Few figures cast as long a shadow over Japanese comic art and animation as Osamu Tezuka. From 1947 to his death in 1989, Tezuka was the most influential writer/artist and animation director of his age. He was personally inspired by the animation of Walt Disney, and in turn dictated the dominant aesthetic of Japanese manga and anime that continues to be the primary influence today. Tezuka’s most famous and enduring works were for children – notably Mighty Atom/Astroboy and Jungle Emperor Leo/Kimba the White Lion – but as his work developed he focused increasingly on work for adults. His drawing style became more realistic, and his subject matter matured and shifted into issues of religion, history, and sexuality. Infidelity and betrayal became dominant themes, dominating his 1973 manga serial Barbara in particular. Almost half a century later, Tezuka’s son Makoto – under the pseudonym Macoto Tezka – has adapted Barbara into a live-action feature film. It is a valuable insight into a creator still widely known solely for Astroboy.
Yosuke Mikura (Goro Inagaki) is a hugely successful Japanese novelist suffering from a growing case of writer’s block. His girlfriend is the daughter of a local politician with aspirations for higher office, and who thinks marrying Yosuke to her will boost his electoral chances. Yosuke has, however, become obsessed with a drunk homeless woman he encountered in a railway underpass: the mysterious Barbara (Fumi Nikado).
Tezka undertakes a relatively faithful adaptation of the original work, which comes packed with troublesome depictions of mental illness and growing sexual perversion. Yosuke has started to hallucinate beautifully, sexual aggressive women, a delusion that is leading him to attempt sex with both a department store mannequin and his girlfriend’s pet dog. Barbara appears to be saving him from such encounters, and indeed from himself, but it gradually becomes apparent that she may not actually be human herself. A growing element of the occult sinks into the film’s second half, shifting the narrative from a sexualised thriller into something bordering on fantasy and horror.

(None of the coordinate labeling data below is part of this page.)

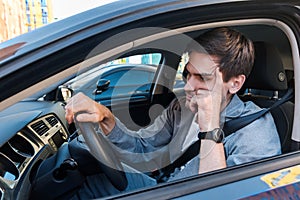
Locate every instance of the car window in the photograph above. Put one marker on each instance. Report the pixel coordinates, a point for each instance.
(178, 82)
(130, 77)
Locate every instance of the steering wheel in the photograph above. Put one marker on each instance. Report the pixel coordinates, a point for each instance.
(101, 149)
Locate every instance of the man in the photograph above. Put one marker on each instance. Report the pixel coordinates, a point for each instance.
(219, 62)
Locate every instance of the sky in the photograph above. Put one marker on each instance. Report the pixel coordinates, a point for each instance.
(66, 8)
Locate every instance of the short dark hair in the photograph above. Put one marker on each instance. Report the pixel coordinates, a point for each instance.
(235, 51)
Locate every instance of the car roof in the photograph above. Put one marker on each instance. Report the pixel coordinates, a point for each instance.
(107, 15)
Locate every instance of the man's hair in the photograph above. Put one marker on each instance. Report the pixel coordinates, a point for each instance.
(234, 50)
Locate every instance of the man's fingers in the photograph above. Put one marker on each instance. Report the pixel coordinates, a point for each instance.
(87, 117)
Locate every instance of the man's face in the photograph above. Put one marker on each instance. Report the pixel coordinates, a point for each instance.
(201, 74)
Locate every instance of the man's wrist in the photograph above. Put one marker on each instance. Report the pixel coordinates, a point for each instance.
(217, 135)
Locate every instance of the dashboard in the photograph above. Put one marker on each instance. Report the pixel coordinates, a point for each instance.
(31, 131)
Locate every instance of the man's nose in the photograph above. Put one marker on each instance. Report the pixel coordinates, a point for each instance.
(190, 84)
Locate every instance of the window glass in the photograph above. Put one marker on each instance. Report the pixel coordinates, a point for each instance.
(130, 77)
(179, 83)
(149, 59)
(126, 75)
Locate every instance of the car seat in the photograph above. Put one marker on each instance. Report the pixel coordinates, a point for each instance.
(266, 84)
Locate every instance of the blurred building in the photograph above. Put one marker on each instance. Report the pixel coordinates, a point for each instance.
(20, 16)
(38, 13)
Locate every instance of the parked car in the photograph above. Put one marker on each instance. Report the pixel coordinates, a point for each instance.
(117, 81)
(38, 68)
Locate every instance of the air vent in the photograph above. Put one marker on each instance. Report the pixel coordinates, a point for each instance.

This all combines to make Barbara a relatively uncomfortable and difficult work. Former pop star Inagaki commits well to the role of Yosuke, but he is playing a fairly odious and unlikeable character. Yosuke is moody and prone to sulking, he is unfaithful and dismissive to his girlfriend, and unhealthily obsessed with a woman he hardly knows. His appearance in the film, constantly listening to abrasive jazz music from behind a pair of sunglasses, has been compared to something out of a Fellini film. It could just as easily reflect a character out of a Koreyoshi Kurahara or similar ‘sub-tribe’ movie such as The Warped Ones (1960). He is the archetypal anti-social and transgressive protagonist of Japanese youth rebellion; a little older, perhaps, and reaching a personal dead end.
Nikado is a radiant presence as Barbara, although her character ascribes to some Japanese variant of the USA’s ‘manic pixie dream girl’: all whimsical fun and infantilised sexuality, and not really given much agency or genuine character depth. Yosuke’s fetishistic obsession with her actively objectifies the character, and Tezka’s direction often feels positively soaked in a seedy male gaze. There is a boldness in how her character is treated towards the end of the film, but there is an undeniable unpleasantness as well.
Barbara is an effectively made film, and does show a relatively obscure and challenging side to the elder Tezuka’s work. A lack of easily identifiable characters, however, and a frustrating lack of sympathy both make it a much easier film to admire than enjoy. It particularly seems a difficult film to love. It invites intrigue, but delivers repulsion.